There was a different sort of color in her cheeks now, a flush to match the red chicken comb on the hooded thing she wore. “I never agreed to this.”

“I have not asked for your agreement,” he replied with a shrug. “You married a very wealthy and powerful man, Constance. It was made very clear to you that you were giving birth to my heir. There was only one way this was ever going to end. Are you so naïve that you thought otherwise? I can’t believe it.”

“I don’t think it’s naïve to believe that a person’s word matters,” she shot back. “Apparently you don’t share that belief.”

“I am a man of honor,” he told her darkly, not at all sure why he should bristle at the notion she thought otherwise. “But I did not pledge my word to you. My pledge was to our daughter, who will be raised as the heiress she is. She will not spend her days wasting away as a nonentity in the back of beyond.”

“The back of beyond is a fantastic place to raise a child,” Constance shot back, a flash in her eyes and a new lift to that chin. “I should know. That’s where I was raised. That’s why I went to all the trouble of going to a clinic for IVF treatments so I could have a baby there myself. You have absolutely no right—”

“But that is where you are wrong,” he told her with a certain satisfaction. “I have all the rights. I have seen to it. Natalia bears my name. She already has dual citizenship. You cannot say the same. I believe you can submit an application for permanent residence in two years’ time. And then attempt to become a naturalized citizen some five years later. As long as you are my wife, that is.”

He didn’t have to issue the threat. It sat there, between them.

She looked down at her hands for a moment. A long moment, where all he could see was that red comb trembling slightly to indicate that she was, too. And when she looked up at him again, that gaze of hers was troubled.

He might have felt a sense of shame. If he had anything to be ashamed about.

“Ten months is a long time to pretend to be someone you’re not,” she said, very quietly, that gaze unwavering. “To pretend to be kind. To pretend you intended to work things out with me. Why would you bother if this was always going to be the end result? Are you truly that cruel?”

There was something about her that got under his skin and he didn’t like it. It was the way she looked at him, he thought, but dismissed it instantly.
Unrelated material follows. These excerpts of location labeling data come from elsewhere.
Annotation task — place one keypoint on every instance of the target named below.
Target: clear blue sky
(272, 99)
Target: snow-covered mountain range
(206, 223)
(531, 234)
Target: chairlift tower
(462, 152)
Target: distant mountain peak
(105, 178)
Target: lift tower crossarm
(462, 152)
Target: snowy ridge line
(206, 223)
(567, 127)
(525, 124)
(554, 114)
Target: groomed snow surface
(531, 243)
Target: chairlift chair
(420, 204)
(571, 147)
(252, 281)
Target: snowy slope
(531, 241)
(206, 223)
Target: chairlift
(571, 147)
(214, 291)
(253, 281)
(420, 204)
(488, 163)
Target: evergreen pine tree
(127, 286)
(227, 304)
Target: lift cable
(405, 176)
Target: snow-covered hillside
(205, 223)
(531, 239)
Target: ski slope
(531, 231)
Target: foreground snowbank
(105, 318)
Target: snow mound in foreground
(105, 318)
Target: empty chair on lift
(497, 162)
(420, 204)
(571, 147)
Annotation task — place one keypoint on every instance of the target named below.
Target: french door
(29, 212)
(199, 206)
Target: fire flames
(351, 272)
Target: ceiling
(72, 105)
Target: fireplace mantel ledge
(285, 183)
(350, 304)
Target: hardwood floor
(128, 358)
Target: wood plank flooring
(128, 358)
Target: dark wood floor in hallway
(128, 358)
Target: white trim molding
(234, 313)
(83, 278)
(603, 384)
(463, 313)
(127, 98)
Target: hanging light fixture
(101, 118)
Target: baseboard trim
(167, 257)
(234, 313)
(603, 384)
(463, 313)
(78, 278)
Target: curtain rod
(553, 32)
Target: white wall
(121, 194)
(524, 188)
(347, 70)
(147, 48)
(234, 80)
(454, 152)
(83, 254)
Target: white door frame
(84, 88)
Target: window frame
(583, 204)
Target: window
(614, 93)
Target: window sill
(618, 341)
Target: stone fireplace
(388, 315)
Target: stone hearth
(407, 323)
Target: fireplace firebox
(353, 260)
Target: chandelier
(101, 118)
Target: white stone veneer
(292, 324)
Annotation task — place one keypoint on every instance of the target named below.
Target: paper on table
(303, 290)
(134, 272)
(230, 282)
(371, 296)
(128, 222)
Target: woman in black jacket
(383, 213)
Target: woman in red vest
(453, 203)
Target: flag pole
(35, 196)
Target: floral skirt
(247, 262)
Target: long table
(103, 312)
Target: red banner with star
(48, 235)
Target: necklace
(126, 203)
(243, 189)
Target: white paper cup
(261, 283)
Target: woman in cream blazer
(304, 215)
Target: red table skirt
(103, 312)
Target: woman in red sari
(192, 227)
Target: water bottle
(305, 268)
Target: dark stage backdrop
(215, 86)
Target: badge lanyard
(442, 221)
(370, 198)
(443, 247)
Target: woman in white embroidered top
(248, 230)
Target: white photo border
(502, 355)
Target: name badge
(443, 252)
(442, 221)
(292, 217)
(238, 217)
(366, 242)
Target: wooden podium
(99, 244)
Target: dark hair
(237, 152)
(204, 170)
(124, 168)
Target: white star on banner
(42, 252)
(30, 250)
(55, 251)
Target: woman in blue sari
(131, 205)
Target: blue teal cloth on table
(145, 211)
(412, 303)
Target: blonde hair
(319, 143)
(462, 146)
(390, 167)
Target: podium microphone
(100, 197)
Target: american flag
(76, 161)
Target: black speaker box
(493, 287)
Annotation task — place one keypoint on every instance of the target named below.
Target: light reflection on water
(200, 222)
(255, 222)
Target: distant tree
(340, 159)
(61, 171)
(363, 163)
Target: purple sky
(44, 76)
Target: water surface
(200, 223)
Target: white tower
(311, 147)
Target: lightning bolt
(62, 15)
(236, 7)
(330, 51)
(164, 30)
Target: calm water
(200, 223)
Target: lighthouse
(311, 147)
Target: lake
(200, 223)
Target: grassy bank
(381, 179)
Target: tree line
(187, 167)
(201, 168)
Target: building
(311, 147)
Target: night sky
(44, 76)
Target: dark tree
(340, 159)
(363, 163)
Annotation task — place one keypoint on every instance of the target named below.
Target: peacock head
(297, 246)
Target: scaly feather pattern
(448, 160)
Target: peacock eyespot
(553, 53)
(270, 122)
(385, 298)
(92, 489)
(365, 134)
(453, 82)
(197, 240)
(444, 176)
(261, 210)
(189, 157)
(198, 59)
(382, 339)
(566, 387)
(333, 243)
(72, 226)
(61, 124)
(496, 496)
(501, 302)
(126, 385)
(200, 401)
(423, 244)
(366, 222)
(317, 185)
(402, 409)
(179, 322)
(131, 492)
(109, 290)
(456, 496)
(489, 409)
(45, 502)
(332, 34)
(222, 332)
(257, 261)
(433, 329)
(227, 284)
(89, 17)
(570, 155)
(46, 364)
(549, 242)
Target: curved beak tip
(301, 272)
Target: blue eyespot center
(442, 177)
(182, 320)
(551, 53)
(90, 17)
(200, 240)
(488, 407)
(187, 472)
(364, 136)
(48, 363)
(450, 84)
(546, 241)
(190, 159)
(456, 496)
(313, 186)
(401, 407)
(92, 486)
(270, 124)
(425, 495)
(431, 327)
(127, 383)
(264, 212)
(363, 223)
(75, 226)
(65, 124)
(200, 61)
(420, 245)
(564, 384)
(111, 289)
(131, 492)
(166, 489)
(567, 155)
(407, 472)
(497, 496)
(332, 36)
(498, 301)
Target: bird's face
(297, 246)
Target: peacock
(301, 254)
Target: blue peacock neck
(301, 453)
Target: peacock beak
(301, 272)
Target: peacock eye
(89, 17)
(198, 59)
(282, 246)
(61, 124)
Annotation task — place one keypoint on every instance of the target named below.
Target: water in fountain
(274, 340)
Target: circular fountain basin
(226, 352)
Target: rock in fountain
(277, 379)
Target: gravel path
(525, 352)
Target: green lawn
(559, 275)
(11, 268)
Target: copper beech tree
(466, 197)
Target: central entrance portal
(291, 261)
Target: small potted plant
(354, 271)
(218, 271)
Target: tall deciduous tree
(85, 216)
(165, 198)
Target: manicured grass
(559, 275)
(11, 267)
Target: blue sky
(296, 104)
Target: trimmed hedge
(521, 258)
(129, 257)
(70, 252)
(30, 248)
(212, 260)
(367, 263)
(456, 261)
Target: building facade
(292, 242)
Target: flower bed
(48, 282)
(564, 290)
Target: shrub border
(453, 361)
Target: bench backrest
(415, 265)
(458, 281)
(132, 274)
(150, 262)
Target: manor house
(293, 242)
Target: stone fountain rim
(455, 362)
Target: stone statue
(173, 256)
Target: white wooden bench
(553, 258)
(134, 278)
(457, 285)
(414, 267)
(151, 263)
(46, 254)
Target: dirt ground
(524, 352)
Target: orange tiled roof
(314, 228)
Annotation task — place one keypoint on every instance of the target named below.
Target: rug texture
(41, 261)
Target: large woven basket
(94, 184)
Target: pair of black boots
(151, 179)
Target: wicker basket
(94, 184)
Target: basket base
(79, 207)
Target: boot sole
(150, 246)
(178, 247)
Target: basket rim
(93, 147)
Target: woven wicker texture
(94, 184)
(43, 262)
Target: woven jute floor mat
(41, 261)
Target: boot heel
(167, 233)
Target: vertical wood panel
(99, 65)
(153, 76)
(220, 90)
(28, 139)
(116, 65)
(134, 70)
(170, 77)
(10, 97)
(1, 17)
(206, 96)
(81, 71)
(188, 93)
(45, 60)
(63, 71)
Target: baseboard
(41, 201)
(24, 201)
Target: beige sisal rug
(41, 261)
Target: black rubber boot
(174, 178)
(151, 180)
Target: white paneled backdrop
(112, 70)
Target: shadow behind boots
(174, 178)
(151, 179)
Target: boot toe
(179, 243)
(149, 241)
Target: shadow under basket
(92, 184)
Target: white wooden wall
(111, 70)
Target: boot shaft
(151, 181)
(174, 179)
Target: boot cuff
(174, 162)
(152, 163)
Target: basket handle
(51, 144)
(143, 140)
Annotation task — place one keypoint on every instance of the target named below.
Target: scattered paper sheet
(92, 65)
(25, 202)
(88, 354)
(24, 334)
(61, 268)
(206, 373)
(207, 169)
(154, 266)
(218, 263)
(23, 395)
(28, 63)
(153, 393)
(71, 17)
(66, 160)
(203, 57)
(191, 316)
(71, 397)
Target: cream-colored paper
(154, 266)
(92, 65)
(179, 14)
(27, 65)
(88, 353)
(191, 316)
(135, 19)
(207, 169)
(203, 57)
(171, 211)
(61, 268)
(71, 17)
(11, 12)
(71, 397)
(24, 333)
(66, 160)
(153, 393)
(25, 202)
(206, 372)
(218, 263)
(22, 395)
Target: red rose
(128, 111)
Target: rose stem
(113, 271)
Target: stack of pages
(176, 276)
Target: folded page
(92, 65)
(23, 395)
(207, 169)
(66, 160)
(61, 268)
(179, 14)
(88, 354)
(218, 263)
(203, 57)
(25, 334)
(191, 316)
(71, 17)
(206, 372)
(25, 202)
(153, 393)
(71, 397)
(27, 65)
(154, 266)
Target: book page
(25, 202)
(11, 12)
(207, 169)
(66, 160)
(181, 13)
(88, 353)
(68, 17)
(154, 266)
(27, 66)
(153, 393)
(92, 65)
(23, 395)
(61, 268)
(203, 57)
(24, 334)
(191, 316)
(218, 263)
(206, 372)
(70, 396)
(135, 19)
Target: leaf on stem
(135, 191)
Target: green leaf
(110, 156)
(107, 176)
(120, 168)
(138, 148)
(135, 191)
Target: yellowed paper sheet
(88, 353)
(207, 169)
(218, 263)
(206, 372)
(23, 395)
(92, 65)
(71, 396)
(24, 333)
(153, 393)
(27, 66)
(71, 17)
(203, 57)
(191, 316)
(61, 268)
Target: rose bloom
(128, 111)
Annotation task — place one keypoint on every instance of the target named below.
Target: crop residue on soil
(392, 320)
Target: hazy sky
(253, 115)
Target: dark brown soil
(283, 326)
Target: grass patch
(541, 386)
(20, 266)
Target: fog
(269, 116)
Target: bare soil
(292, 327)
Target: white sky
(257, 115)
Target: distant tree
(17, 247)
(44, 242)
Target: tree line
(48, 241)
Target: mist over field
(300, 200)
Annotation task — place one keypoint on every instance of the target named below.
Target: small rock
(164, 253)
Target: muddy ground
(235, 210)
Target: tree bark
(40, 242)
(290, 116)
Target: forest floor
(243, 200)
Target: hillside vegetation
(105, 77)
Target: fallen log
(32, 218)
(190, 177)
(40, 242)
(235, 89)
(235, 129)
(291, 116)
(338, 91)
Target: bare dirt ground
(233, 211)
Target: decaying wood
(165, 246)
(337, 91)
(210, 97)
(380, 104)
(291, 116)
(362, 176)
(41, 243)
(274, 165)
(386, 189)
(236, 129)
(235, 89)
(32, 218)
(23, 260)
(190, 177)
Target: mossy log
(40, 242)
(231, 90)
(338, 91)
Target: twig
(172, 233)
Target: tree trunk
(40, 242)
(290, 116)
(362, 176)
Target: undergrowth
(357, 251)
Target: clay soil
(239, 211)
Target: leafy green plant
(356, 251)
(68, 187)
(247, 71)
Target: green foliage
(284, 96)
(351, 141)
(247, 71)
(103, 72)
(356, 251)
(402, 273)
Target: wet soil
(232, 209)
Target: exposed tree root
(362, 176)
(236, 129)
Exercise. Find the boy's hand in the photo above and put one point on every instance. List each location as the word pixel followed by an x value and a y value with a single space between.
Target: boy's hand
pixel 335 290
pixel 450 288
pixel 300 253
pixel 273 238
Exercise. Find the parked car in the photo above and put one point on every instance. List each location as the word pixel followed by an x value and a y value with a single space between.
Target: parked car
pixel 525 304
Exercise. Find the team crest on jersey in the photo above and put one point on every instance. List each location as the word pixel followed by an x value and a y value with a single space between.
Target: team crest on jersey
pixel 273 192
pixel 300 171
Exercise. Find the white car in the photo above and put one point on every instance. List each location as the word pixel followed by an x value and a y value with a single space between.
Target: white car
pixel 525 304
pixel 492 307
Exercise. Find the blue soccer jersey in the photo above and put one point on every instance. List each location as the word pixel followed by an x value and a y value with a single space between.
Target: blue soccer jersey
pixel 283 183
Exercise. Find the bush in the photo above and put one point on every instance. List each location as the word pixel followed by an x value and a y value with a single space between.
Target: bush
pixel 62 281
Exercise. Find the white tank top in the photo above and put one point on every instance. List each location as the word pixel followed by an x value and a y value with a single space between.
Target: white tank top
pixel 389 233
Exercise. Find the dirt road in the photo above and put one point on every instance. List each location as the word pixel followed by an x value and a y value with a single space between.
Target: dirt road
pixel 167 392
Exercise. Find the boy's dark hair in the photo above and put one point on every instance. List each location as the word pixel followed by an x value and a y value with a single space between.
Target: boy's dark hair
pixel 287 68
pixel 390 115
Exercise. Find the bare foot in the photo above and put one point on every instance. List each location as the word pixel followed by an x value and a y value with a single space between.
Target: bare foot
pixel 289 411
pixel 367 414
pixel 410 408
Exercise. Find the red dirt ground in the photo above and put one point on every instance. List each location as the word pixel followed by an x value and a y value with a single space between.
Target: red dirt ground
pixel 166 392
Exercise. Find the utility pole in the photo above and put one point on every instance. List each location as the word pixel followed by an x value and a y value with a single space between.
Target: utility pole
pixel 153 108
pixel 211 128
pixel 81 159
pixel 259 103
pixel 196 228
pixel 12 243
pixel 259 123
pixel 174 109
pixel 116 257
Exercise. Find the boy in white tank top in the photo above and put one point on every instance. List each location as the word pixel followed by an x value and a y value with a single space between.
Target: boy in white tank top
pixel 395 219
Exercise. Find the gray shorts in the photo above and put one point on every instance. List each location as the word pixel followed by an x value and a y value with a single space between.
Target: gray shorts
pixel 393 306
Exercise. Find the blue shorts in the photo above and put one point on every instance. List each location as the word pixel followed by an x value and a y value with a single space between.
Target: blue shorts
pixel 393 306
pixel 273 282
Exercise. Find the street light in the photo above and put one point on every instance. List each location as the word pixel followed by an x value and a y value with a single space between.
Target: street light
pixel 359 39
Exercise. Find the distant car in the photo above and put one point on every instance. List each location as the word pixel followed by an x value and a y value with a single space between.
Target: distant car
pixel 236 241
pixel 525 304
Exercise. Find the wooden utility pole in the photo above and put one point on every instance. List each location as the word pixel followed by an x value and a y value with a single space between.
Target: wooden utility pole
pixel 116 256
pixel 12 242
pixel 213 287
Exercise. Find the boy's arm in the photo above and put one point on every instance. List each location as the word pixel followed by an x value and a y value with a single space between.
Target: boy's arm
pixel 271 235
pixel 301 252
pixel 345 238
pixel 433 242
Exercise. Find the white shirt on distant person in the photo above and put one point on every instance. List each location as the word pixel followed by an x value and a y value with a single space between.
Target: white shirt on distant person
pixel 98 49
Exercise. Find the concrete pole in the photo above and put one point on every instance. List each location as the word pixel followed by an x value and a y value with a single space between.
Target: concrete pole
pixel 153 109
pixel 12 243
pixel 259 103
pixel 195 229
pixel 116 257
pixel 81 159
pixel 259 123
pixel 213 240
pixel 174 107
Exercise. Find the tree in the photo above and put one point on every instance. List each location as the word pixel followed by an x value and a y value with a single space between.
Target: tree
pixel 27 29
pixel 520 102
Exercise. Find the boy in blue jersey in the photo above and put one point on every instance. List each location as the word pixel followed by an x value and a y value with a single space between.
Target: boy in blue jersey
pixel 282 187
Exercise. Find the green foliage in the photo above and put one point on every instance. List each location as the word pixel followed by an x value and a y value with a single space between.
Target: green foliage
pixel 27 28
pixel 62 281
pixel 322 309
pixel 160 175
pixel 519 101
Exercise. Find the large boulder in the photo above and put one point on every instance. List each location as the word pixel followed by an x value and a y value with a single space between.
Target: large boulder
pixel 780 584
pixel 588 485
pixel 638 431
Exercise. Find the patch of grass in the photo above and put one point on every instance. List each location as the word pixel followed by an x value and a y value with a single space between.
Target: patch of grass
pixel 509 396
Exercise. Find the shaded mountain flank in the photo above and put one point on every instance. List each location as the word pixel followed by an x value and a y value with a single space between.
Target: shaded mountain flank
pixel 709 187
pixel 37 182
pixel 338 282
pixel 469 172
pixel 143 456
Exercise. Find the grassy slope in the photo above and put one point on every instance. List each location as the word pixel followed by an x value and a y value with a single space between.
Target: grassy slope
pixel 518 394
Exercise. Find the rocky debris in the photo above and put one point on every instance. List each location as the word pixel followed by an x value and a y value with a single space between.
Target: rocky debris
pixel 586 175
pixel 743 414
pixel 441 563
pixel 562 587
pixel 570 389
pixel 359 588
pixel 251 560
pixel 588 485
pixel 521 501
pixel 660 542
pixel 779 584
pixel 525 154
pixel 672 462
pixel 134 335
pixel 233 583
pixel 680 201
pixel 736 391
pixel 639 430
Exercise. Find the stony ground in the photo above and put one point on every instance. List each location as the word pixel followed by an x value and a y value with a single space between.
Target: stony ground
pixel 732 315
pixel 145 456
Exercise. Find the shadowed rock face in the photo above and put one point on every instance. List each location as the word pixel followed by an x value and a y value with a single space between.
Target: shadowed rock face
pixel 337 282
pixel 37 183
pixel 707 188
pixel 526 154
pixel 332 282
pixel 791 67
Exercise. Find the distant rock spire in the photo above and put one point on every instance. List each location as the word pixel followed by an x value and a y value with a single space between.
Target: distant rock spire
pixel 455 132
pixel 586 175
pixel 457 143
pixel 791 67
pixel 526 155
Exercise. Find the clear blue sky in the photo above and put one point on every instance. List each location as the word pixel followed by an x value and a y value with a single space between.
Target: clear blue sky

Because he knew it was more than that.

It was the night she’d given birth. The way she’d worked and struggled to bring Natalia into the world and the truth was, he didn’t like to think of it. It was...too much.

Too raw. Too real. Too starkly emotional.

It was all the days he’d spent with her since. The accumulation of hours here and there. The night or two he’d stayed over in that odd little house, in a bare little room close enough to the attic that should have offended his every sensibility and yet had been...cozy.A word he had little experience with in his life.